こんなに面白いのにこんな所に隠れてるなんてもったいない。攻略本でも全く触れてないのが謎。
戯曲ではなく「ノンシリーズ長編」として書かれていたらすごい名作になったんではないかと思ってしまう。
どういう方向性で進んでいくのか全く予想できなくて、途中から「そっちのタイプかーーー!!」というクリスティーにしか絶対にできない面白さに持っていく。
この作品はあらすじも何も知らない状態で読んで欲しい作品。
でも派手さはないので、どんでん返しを求めるミステリー好きな人、ポアロ好きな人には刺さらない作品だと思う。
『鏡は横にひび割れて』『春にして君を離れ』のような、後からジワジワくるスルメタイプが好きな人は好きだと思う。
50冊を超えてもまだこんなに面白い作品が隠れているなんて本当に嬉しい。
★10にしなかったのは、最後の終わり方。
戯曲なのでオチをつけないと終われないからこうなったのかな。小説だったら違う結末になっていたのではと思う。
Posted by ブクログ
小説版を先に読んでしまったので、少し、話の展開がまどろっこしい感じがしました。
最初にこちらを読んでいれば、話が飛んでいて、わかりにくかったかもしれません。
アガサクリスティの戯曲を読むのははじめてなので、まだ、どのあたりに味があるのかが分っていません。
面白いのは「と書き」です。
戯曲を書くときの参考になりました。
Posted by ブクログ
よかったです!
舞台を観るのも好きなので、戯曲も好き。
舞台装置の指示もうれしい。
2つともストーリーにさほどパンチはないですが、それぞれ楽しめました。
ブラックコーヒーはポアロさんが出てるので、TVシリーズを思い浮かべながら楽しみました。
こちらは犯人はともかく、誰もが怪しいという話の展開が良かったです。
評決は、とても良いエンディングでした。
だって、現実なら、ライザは死刑ですよ…個人的にラブ絡みのサスペンスは好きなので、推理不要の展開はコロンボシリーズ的でよかった。

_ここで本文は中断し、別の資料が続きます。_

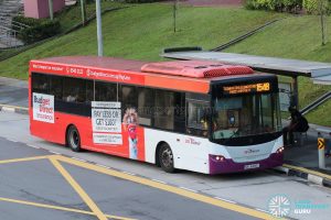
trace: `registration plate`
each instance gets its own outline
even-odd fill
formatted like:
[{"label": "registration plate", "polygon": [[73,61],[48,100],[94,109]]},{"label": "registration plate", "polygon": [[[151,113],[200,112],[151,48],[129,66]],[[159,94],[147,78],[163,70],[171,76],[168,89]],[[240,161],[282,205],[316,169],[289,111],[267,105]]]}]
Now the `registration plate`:
[{"label": "registration plate", "polygon": [[248,164],[244,166],[244,169],[258,168],[259,164]]}]

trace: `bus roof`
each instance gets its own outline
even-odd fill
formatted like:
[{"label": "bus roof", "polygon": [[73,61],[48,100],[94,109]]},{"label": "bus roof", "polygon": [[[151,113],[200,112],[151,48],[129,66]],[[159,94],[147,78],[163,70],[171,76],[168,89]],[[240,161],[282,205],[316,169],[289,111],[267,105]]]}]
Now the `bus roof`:
[{"label": "bus roof", "polygon": [[[214,81],[234,78],[255,78],[266,75],[253,74],[249,67],[222,65],[218,62],[196,61],[189,63],[185,61],[148,63],[113,57],[63,56],[31,61],[30,72],[120,81],[200,94],[207,94],[210,91],[210,84]],[[185,74],[185,69],[183,70],[183,67],[189,66],[192,69],[194,66],[200,67],[204,65],[209,66],[206,68],[209,73],[211,73],[210,70],[220,69],[222,66],[222,69],[227,69],[227,72],[222,70],[220,72],[221,74],[212,72],[212,74],[204,75],[201,74],[204,72]],[[213,65],[215,66],[213,67]],[[164,72],[164,69],[169,69],[171,66],[177,67],[178,72],[173,72],[173,69]],[[202,68],[196,68],[196,70]]]}]

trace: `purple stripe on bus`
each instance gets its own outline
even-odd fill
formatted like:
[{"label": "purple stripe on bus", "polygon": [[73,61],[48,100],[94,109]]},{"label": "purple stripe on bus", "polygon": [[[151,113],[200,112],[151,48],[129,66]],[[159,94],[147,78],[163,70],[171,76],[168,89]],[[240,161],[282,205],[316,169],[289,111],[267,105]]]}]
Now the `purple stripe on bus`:
[{"label": "purple stripe on bus", "polygon": [[225,158],[223,162],[217,162],[210,155],[210,174],[226,174],[273,168],[276,166],[281,166],[282,158],[282,153],[274,153],[268,158],[261,161],[236,163],[232,158]]}]

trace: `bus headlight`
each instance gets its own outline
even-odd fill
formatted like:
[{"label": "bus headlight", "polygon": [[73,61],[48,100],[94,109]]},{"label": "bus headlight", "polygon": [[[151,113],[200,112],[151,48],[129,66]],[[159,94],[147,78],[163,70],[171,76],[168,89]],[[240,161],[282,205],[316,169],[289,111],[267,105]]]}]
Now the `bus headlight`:
[{"label": "bus headlight", "polygon": [[216,162],[224,162],[225,157],[223,155],[211,155],[211,158]]},{"label": "bus headlight", "polygon": [[284,152],[284,146],[281,146],[281,147],[279,147],[278,150],[277,150],[277,154],[280,154],[280,153],[282,153]]}]

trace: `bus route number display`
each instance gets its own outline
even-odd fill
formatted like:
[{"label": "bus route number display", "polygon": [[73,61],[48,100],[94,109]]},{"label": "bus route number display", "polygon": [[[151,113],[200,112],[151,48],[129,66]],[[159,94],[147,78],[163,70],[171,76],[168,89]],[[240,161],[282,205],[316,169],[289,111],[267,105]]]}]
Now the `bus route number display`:
[{"label": "bus route number display", "polygon": [[95,144],[122,144],[120,102],[92,102],[92,129]]},{"label": "bus route number display", "polygon": [[229,95],[263,92],[263,91],[269,91],[269,90],[270,90],[270,82],[248,84],[248,85],[225,86],[225,87],[223,87],[224,94],[229,94]]}]

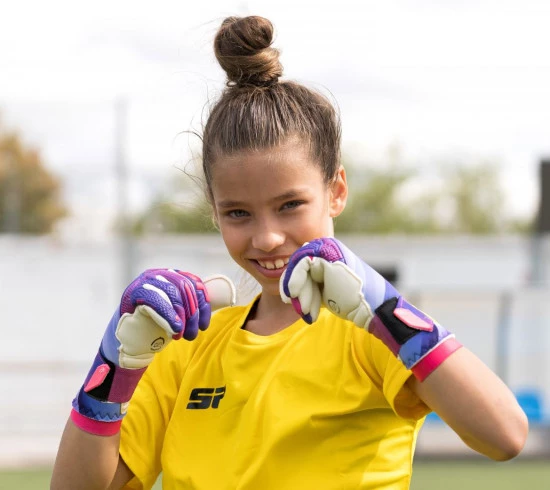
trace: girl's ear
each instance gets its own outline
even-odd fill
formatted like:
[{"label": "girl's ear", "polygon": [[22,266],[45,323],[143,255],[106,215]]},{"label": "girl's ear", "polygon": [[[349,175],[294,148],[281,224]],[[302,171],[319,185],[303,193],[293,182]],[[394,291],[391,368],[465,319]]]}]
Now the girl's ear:
[{"label": "girl's ear", "polygon": [[336,218],[346,207],[348,200],[348,182],[346,180],[346,171],[340,165],[336,179],[330,186],[329,212],[331,218]]}]

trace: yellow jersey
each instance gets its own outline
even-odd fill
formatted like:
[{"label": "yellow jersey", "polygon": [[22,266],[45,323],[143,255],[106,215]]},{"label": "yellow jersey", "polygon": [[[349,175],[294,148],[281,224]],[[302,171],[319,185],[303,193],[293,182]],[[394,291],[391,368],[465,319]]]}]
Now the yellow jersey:
[{"label": "yellow jersey", "polygon": [[428,407],[378,339],[322,309],[270,336],[252,307],[218,311],[171,342],[141,379],[121,428],[126,488],[409,488]]}]

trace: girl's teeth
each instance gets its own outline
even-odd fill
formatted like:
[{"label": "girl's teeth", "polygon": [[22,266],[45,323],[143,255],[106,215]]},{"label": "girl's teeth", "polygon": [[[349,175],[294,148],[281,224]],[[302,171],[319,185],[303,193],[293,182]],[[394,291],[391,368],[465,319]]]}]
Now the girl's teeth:
[{"label": "girl's teeth", "polygon": [[258,264],[269,270],[282,269],[286,264],[288,264],[288,259],[277,259],[275,262],[263,262],[258,260]]}]

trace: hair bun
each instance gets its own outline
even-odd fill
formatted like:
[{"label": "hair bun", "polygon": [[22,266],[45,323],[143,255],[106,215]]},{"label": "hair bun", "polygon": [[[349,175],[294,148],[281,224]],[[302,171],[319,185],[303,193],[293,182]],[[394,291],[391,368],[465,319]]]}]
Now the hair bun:
[{"label": "hair bun", "polygon": [[269,86],[283,74],[279,51],[271,47],[273,24],[263,17],[228,17],[214,40],[227,84]]}]

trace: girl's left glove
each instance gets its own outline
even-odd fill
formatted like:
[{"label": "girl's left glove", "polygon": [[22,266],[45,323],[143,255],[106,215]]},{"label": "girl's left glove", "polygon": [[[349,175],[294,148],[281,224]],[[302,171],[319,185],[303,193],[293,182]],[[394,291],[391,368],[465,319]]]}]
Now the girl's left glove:
[{"label": "girl's left glove", "polygon": [[280,293],[307,323],[325,305],[366,329],[420,381],[461,347],[453,334],[408,303],[335,238],[313,240],[294,252],[281,276]]}]

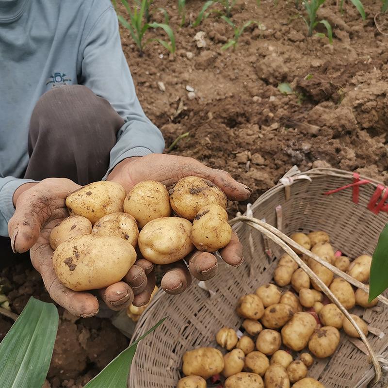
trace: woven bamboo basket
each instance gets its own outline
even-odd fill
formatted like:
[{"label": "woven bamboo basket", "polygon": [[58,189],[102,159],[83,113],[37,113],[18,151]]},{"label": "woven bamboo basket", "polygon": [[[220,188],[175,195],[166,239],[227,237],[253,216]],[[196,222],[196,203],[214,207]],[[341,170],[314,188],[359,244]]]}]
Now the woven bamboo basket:
[{"label": "woven bamboo basket", "polygon": [[[360,185],[358,203],[353,200],[353,175],[333,169],[311,170],[300,173],[292,169],[277,185],[265,193],[250,207],[248,215],[265,220],[286,235],[300,231],[327,232],[336,249],[350,258],[372,255],[378,236],[388,222],[388,213],[377,214],[370,209],[378,204],[378,182],[367,178]],[[345,186],[345,188],[343,187]],[[327,192],[342,189],[330,195]],[[356,189],[357,190],[357,189]],[[368,205],[369,205],[368,206]],[[368,209],[368,207],[369,209]],[[250,214],[249,212],[252,213]],[[179,296],[158,292],[138,323],[132,341],[160,319],[164,323],[141,341],[131,368],[129,388],[175,388],[182,377],[182,357],[185,352],[200,346],[217,347],[215,335],[227,326],[236,330],[242,319],[235,313],[239,298],[254,292],[259,286],[271,281],[278,258],[283,253],[277,243],[266,238],[244,217],[234,223],[244,248],[244,263],[231,268],[219,261],[216,276],[206,282],[193,282]],[[387,384],[384,369],[388,358],[388,307],[380,302],[372,309],[356,307],[352,312],[362,316],[371,331],[368,341],[374,351],[380,378],[373,368],[365,345],[351,340],[341,331],[340,344],[330,357],[315,359],[308,376],[319,380],[326,388],[365,388]],[[385,379],[385,377],[386,378]],[[248,387],[247,387],[248,388]]]}]

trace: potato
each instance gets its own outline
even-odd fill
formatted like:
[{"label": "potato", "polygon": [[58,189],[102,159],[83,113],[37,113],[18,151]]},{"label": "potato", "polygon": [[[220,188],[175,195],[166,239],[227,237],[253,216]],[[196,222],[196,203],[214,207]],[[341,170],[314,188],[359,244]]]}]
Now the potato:
[{"label": "potato", "polygon": [[262,379],[254,373],[241,372],[228,377],[225,388],[264,388]]},{"label": "potato", "polygon": [[244,367],[245,355],[240,349],[234,349],[224,356],[224,370],[222,374],[228,377],[240,373]]},{"label": "potato", "polygon": [[290,379],[286,370],[279,364],[273,364],[267,370],[264,378],[268,388],[290,388]]},{"label": "potato", "polygon": [[206,388],[206,380],[200,376],[187,376],[178,381],[177,388]]},{"label": "potato", "polygon": [[[350,316],[356,321],[358,327],[361,329],[361,331],[366,336],[368,334],[368,325],[359,317],[355,315],[354,314],[351,314]],[[349,336],[355,338],[360,338],[360,335],[357,332],[354,326],[351,323],[350,321],[345,317],[343,317],[342,321],[342,326],[345,332]]]},{"label": "potato", "polygon": [[[305,233],[299,232],[292,233],[290,237],[295,242],[297,242],[300,245],[306,248],[306,249],[309,249],[311,247],[311,242],[310,241],[310,239]],[[296,248],[293,248],[292,246],[291,248],[297,255],[302,255],[302,252],[299,249]]]},{"label": "potato", "polygon": [[120,237],[136,248],[139,229],[136,220],[131,215],[126,213],[112,213],[104,216],[94,224],[92,234],[102,237]]},{"label": "potato", "polygon": [[73,215],[65,218],[59,225],[53,228],[50,233],[49,242],[55,251],[64,241],[92,233],[92,223],[81,215]]},{"label": "potato", "polygon": [[301,311],[302,310],[302,305],[299,302],[299,298],[291,291],[286,291],[281,296],[280,303],[290,306],[294,313]]},{"label": "potato", "polygon": [[310,278],[302,268],[299,268],[292,274],[291,285],[297,292],[299,292],[302,288],[310,288]]},{"label": "potato", "polygon": [[215,204],[200,209],[190,230],[190,239],[197,249],[215,252],[227,245],[231,238],[232,228],[225,209]]},{"label": "potato", "polygon": [[324,306],[319,312],[319,319],[323,326],[332,326],[337,329],[342,327],[343,314],[334,303]]},{"label": "potato", "polygon": [[316,230],[311,232],[307,235],[307,237],[310,239],[310,242],[311,243],[311,246],[314,246],[320,243],[328,242],[330,241],[329,235],[322,230]]},{"label": "potato", "polygon": [[237,349],[241,349],[244,354],[247,355],[255,350],[255,342],[252,339],[247,336],[242,336],[236,345]]},{"label": "potato", "polygon": [[125,190],[115,182],[101,180],[81,187],[66,198],[70,215],[81,215],[93,224],[104,215],[123,211]]},{"label": "potato", "polygon": [[271,364],[280,364],[284,368],[292,362],[292,356],[285,350],[277,350],[271,357]]},{"label": "potato", "polygon": [[214,204],[226,209],[226,197],[210,180],[186,177],[178,181],[170,191],[170,203],[179,217],[192,221],[204,206]]},{"label": "potato", "polygon": [[84,291],[119,281],[136,259],[135,249],[119,237],[84,234],[62,242],[54,252],[52,264],[64,286]]},{"label": "potato", "polygon": [[261,299],[256,294],[248,294],[239,299],[236,310],[243,318],[260,319],[264,314],[264,306]]},{"label": "potato", "polygon": [[244,320],[242,326],[246,332],[252,337],[256,337],[263,329],[261,323],[253,319]]},{"label": "potato", "polygon": [[224,356],[218,349],[198,348],[183,355],[182,371],[186,376],[194,374],[205,380],[221,373],[224,369]]},{"label": "potato", "polygon": [[226,350],[230,350],[236,346],[239,339],[233,329],[223,327],[216,335],[215,340],[220,346],[225,348]]},{"label": "potato", "polygon": [[292,308],[288,305],[271,305],[264,310],[261,323],[269,329],[278,329],[284,326],[293,315]]},{"label": "potato", "polygon": [[139,227],[172,211],[170,196],[164,185],[156,180],[145,180],[133,186],[124,202],[124,210],[137,221]]},{"label": "potato", "polygon": [[256,340],[256,349],[267,356],[273,355],[276,350],[279,350],[281,344],[279,332],[269,329],[263,330]]},{"label": "potato", "polygon": [[324,386],[315,379],[305,377],[297,381],[292,386],[292,388],[324,388]]},{"label": "potato", "polygon": [[369,255],[359,256],[350,263],[348,274],[359,282],[368,283],[372,262],[372,258]]},{"label": "potato", "polygon": [[261,352],[251,352],[245,356],[244,371],[264,376],[269,366],[269,360],[265,354]]},{"label": "potato", "polygon": [[355,307],[355,291],[350,284],[345,280],[337,277],[333,281],[329,288],[347,310],[350,310]]},{"label": "potato", "polygon": [[296,352],[302,350],[306,347],[316,326],[317,321],[311,314],[304,311],[296,313],[282,328],[283,344]]},{"label": "potato", "polygon": [[290,383],[295,383],[307,376],[307,367],[301,361],[292,361],[286,370]]},{"label": "potato", "polygon": [[170,264],[183,259],[194,249],[190,221],[178,217],[152,220],[139,234],[142,255],[154,264]]},{"label": "potato", "polygon": [[[323,326],[310,338],[308,349],[318,358],[331,356],[340,343],[340,332],[332,326]],[[306,377],[304,376],[303,377]]]},{"label": "potato", "polygon": [[356,304],[366,308],[375,306],[379,301],[377,298],[375,298],[370,303],[369,303],[368,301],[369,298],[368,292],[366,292],[360,288],[357,289],[355,293],[355,297],[356,297]]}]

ヘレンは、絵に描いたわかりやすい今も昔も変わらず存在する、金持ちで自信家の若い女性。実際にそういうヒトたちは、そういう短絡的な行動をして、金で解決してた(る?)のかな…事故に遭うというのは、作者の親切心またはモラルによるもので、こちらも現実なら、そのまま次のターゲットに向かうのでしょう。
そういう意味では、本人の意識はともかく、理想主義なカールが一番関わるとマズいタイプ…静かに共に底なし沼…でも、こういう人がいないと、権力に平伏す人ばかりになってしまうわけで…フィクションの人なのに、考え込んじゃいました(笑)そういう意味でも、好きな作品。どこかで上演してほしいな。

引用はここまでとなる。